To read about F's and my London trip, start here and click "newer post" to continue the story.

Tuesday, April 03, 2007

I'm seeing some things in the plant that fortunately I and my direct reports are not immediately involved in. All I do is observe, and judiciously offer advice in mostly an indirect, non-judgemental or pushy way. To you, my readers, I will spell a few things out.

When you're a 25-year-old whippersnapper, there are a few things you should not do.

1 - Don't order your boss around. I PROMISE you that will get on his nerves.

Me: [Boss's name], I need to talk to you when you get a minute, please.
Boss: I'll be right there.

Whippersnapper: [Boss's name], come to the control room.
Boss: [grrr.]

Actually, you should treat everyone with courtesy and respect, from the CEO to the person who sweeps the floor and cleans the toilet. Give it out and you get it back.

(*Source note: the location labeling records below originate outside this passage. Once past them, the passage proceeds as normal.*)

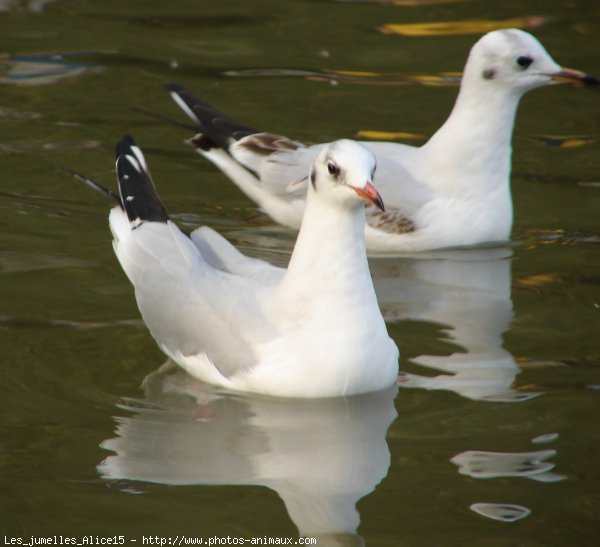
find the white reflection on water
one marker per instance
(490, 465)
(505, 512)
(469, 292)
(320, 456)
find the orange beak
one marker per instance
(369, 194)
(574, 77)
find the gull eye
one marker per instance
(524, 61)
(333, 169)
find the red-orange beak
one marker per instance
(574, 77)
(369, 194)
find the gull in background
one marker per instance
(453, 191)
(313, 330)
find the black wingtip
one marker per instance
(138, 194)
(218, 129)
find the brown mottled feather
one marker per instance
(391, 221)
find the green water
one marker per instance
(499, 347)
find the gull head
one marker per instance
(343, 173)
(514, 61)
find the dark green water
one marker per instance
(500, 404)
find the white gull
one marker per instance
(453, 191)
(313, 330)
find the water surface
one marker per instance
(492, 438)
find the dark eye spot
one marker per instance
(489, 74)
(524, 61)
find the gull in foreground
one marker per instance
(452, 191)
(313, 330)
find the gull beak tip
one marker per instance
(371, 195)
(574, 77)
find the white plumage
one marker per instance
(313, 330)
(452, 191)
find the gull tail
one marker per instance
(138, 193)
(216, 130)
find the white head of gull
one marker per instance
(453, 191)
(313, 330)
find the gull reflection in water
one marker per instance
(469, 292)
(320, 456)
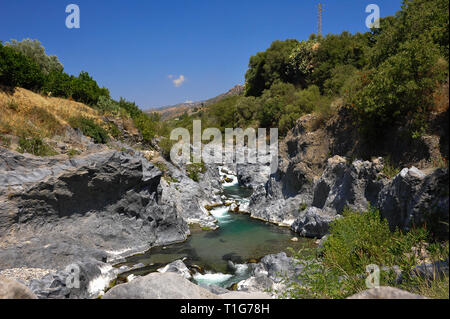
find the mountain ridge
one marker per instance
(173, 111)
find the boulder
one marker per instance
(97, 207)
(11, 289)
(159, 286)
(177, 267)
(385, 293)
(414, 198)
(313, 223)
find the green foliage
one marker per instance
(114, 131)
(399, 90)
(268, 67)
(73, 152)
(336, 50)
(34, 50)
(86, 90)
(17, 69)
(35, 146)
(302, 62)
(302, 207)
(5, 141)
(356, 241)
(90, 128)
(106, 104)
(59, 84)
(341, 79)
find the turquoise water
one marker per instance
(239, 239)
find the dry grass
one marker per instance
(24, 113)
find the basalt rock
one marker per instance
(56, 212)
(415, 198)
(313, 223)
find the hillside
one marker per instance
(44, 125)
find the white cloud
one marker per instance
(179, 81)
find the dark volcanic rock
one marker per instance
(313, 223)
(97, 207)
(414, 198)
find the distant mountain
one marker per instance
(174, 111)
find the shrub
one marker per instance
(90, 128)
(356, 241)
(268, 67)
(86, 90)
(5, 141)
(73, 152)
(17, 70)
(35, 146)
(106, 104)
(34, 50)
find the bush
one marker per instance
(35, 146)
(106, 104)
(400, 90)
(90, 128)
(17, 70)
(356, 241)
(34, 50)
(86, 90)
(268, 67)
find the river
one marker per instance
(239, 238)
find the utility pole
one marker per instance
(319, 18)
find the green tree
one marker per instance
(35, 51)
(17, 70)
(268, 67)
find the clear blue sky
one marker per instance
(132, 47)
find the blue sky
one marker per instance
(137, 48)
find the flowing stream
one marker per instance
(239, 238)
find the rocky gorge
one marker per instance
(90, 212)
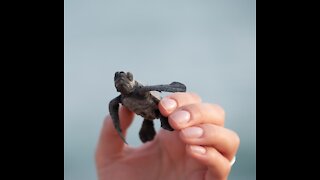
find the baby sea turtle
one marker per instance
(139, 100)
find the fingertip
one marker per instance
(167, 106)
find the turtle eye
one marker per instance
(130, 76)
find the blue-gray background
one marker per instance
(208, 45)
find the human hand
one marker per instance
(199, 148)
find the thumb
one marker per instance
(110, 143)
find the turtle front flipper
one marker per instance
(114, 113)
(173, 87)
(147, 131)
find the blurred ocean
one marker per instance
(208, 45)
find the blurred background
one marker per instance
(208, 45)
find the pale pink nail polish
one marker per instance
(198, 149)
(169, 104)
(180, 117)
(192, 132)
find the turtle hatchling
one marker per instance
(139, 99)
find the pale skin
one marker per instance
(200, 148)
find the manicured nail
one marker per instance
(192, 132)
(198, 149)
(180, 117)
(169, 104)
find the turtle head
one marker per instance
(124, 82)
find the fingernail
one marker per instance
(180, 117)
(169, 104)
(198, 149)
(192, 132)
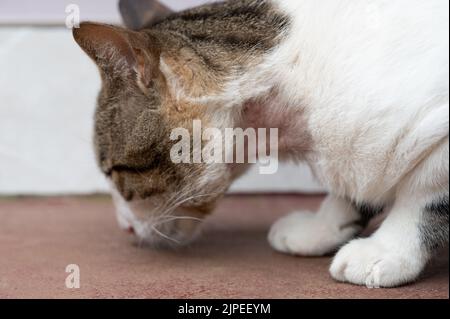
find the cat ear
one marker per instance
(118, 51)
(108, 46)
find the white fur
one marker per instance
(311, 234)
(372, 77)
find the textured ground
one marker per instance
(40, 237)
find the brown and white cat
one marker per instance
(357, 88)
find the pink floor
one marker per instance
(40, 237)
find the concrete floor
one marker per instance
(40, 237)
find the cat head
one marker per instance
(138, 108)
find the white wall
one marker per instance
(48, 89)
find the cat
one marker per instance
(357, 88)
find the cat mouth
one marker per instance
(157, 229)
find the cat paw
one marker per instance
(368, 262)
(305, 234)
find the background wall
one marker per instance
(48, 89)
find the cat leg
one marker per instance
(317, 234)
(398, 252)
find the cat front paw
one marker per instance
(374, 264)
(306, 234)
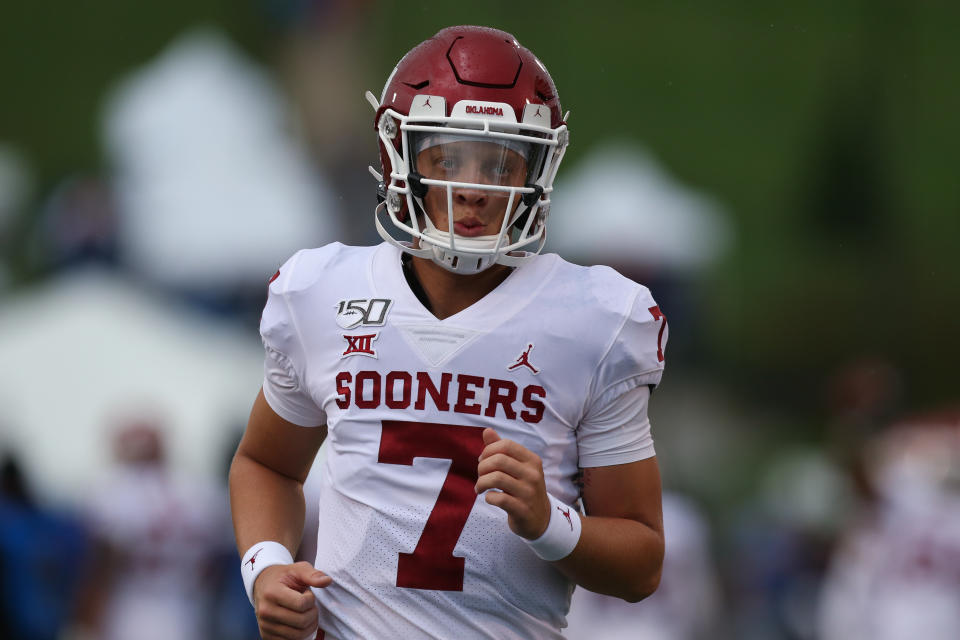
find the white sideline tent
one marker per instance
(620, 205)
(82, 351)
(214, 188)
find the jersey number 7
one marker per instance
(432, 564)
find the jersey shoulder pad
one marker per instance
(299, 276)
(636, 353)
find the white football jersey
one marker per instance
(412, 550)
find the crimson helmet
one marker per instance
(469, 84)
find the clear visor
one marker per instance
(475, 159)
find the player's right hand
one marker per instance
(286, 608)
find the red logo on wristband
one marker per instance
(253, 558)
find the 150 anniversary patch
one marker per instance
(362, 312)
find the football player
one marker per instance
(472, 393)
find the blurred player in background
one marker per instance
(896, 572)
(156, 536)
(448, 363)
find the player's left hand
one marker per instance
(518, 474)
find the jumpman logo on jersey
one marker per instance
(523, 360)
(253, 559)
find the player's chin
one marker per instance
(276, 631)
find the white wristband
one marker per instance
(562, 533)
(259, 557)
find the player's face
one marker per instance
(476, 212)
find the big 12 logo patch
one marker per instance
(362, 312)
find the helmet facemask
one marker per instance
(442, 163)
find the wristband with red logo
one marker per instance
(562, 533)
(259, 557)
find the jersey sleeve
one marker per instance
(284, 359)
(617, 432)
(615, 428)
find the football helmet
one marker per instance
(468, 111)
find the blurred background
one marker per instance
(782, 177)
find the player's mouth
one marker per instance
(469, 228)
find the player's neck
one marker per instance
(450, 293)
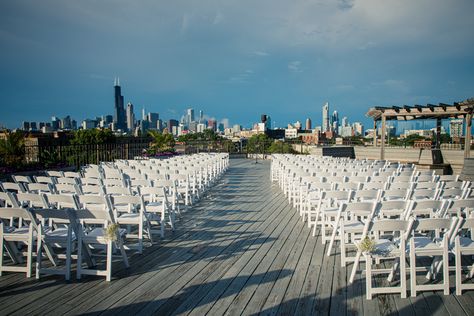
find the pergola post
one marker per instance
(467, 140)
(375, 133)
(382, 139)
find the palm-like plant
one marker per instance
(161, 142)
(12, 149)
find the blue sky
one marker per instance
(233, 59)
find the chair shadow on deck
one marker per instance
(185, 300)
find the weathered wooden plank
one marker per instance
(201, 300)
(152, 293)
(308, 292)
(146, 290)
(281, 286)
(241, 290)
(278, 266)
(294, 290)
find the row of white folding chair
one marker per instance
(70, 237)
(425, 209)
(456, 239)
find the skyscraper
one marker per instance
(308, 124)
(326, 125)
(119, 117)
(130, 117)
(335, 121)
(456, 127)
(189, 116)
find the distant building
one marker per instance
(236, 128)
(200, 128)
(189, 115)
(291, 133)
(326, 126)
(172, 123)
(358, 128)
(456, 128)
(298, 125)
(55, 123)
(212, 124)
(153, 119)
(130, 117)
(119, 117)
(308, 124)
(88, 124)
(66, 123)
(335, 121)
(346, 131)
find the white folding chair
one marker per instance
(464, 247)
(109, 236)
(13, 236)
(54, 236)
(385, 249)
(130, 210)
(424, 243)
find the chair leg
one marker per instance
(2, 248)
(39, 254)
(458, 270)
(403, 275)
(412, 273)
(108, 275)
(68, 254)
(79, 254)
(29, 257)
(445, 263)
(355, 266)
(124, 254)
(368, 276)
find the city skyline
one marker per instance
(286, 60)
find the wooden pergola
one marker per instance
(438, 112)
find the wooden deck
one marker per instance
(241, 250)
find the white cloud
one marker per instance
(295, 66)
(261, 53)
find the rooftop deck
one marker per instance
(241, 250)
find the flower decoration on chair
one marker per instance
(111, 232)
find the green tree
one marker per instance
(258, 143)
(410, 139)
(12, 149)
(279, 147)
(161, 142)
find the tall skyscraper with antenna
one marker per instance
(119, 113)
(326, 126)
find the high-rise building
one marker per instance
(326, 126)
(119, 114)
(344, 122)
(308, 124)
(130, 117)
(189, 116)
(212, 124)
(55, 123)
(297, 125)
(358, 128)
(335, 121)
(66, 123)
(456, 127)
(172, 123)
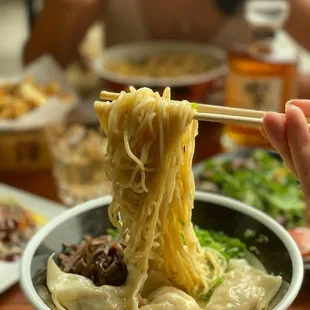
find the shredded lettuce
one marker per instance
(227, 246)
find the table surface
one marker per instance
(42, 184)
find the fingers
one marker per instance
(274, 129)
(298, 139)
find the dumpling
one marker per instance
(244, 288)
(74, 292)
(170, 298)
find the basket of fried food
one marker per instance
(26, 107)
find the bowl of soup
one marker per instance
(76, 260)
(195, 72)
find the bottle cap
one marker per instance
(265, 14)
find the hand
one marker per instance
(291, 138)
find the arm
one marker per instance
(60, 28)
(298, 23)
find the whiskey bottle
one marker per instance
(262, 74)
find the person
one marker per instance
(291, 139)
(62, 25)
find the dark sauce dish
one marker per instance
(278, 252)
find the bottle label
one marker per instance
(258, 93)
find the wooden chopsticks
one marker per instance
(217, 114)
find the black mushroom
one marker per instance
(99, 259)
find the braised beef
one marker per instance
(99, 259)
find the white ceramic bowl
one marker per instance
(279, 255)
(203, 87)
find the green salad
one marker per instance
(259, 180)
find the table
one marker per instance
(42, 183)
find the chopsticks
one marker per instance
(217, 114)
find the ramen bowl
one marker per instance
(279, 255)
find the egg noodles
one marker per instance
(150, 151)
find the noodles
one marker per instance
(150, 150)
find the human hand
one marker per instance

2 - When the boss has told other people to do things, don't contradict him and get them all confused about what they're supposed to do. If you think your boss is in error, you can call him at home and discuss the issue. He would actually like that. But don't go behind his back and change stuff he thought was happening after he leaves.

3 - Do not EVER give the impression that you think you are too good to do something. If your boss tells you to go out into the plant and take a sample, don't pick up your radio and call one of the operators or, for pete's sake, the shift supervisor who is twice your age, and tell them to do it, and then continue to stand there. The boss actually does what I do, which is to do those menial things himself when appropriate. He takes samples every day and does a whole lot of other stuff too. This can backfire if people take advantage of it, but then you know you have the wrong people in your group. My peeps know there is nothing I ask them to do that I don't or won't do myself. I have talked to the whippersnapper about this one when he complained to me about being a "glorified sampler" and he is unreceptive. He's going to hit the wall on this one.

4 - Most important: if you have a problem with your boss, and it's not a legal issue or some kind of gross unfairness, work it out with him, seek advice from someone you trust, put out your resume, but for heaven's sake, SHUT UP. Don't complain to the other employees. DO NOT GO OVER HIS HEAD AND COMPLAIN TO HIS BOSS. And if you do, DON'T TELL THE SHIFT WORKERS ABOUT IT because they'll commiserate with you to your face and then run straight and tell your boss about it. Which is how I know. And he is not pleased. This is people-knowledge 101. Anybody who went through middle school ought to know it.

The whipper-snapper will be a fine engineer one day but he has a lot of seasoning to get first.

My advice to the boss in the situation? Be the grownup.


CreoleInDC said...

If the whipper snapper is doing all might be hard for the boss to be the grown up. LOL!


Laura(southernxyl) said...

I know. It's easy for me to say "be the grownup" when I'm not the boss. But I get a bit of that treatment too and I don't like it much either. I think MEN have to lock horns sometimes when women just don't feel the need to. I'll correct the kid when he needs it, have done in fact ("don't argue with me") and I don't take it personal.

I think the best thing the boss could do is cultivate an attitude of amused tolerance. Then he could start knocking off the worst behaviors, one at a time. But complaining to the big boss - that might have been a bridge too far.

Tsiporah said...

You might not be able to correct him because some people like to learn things the hard way. He might have to fall on his azz before he gets it.

Laura(southernxyl) said...

I think you're probably right.

But I heard "please" and "thank you" today so that's a good sign.

class factotum said...

Oh yeah. If your boss tells you to do something and it's not illegal, immoral or unethical, it's in your job description. Keep your mouth shut and do it.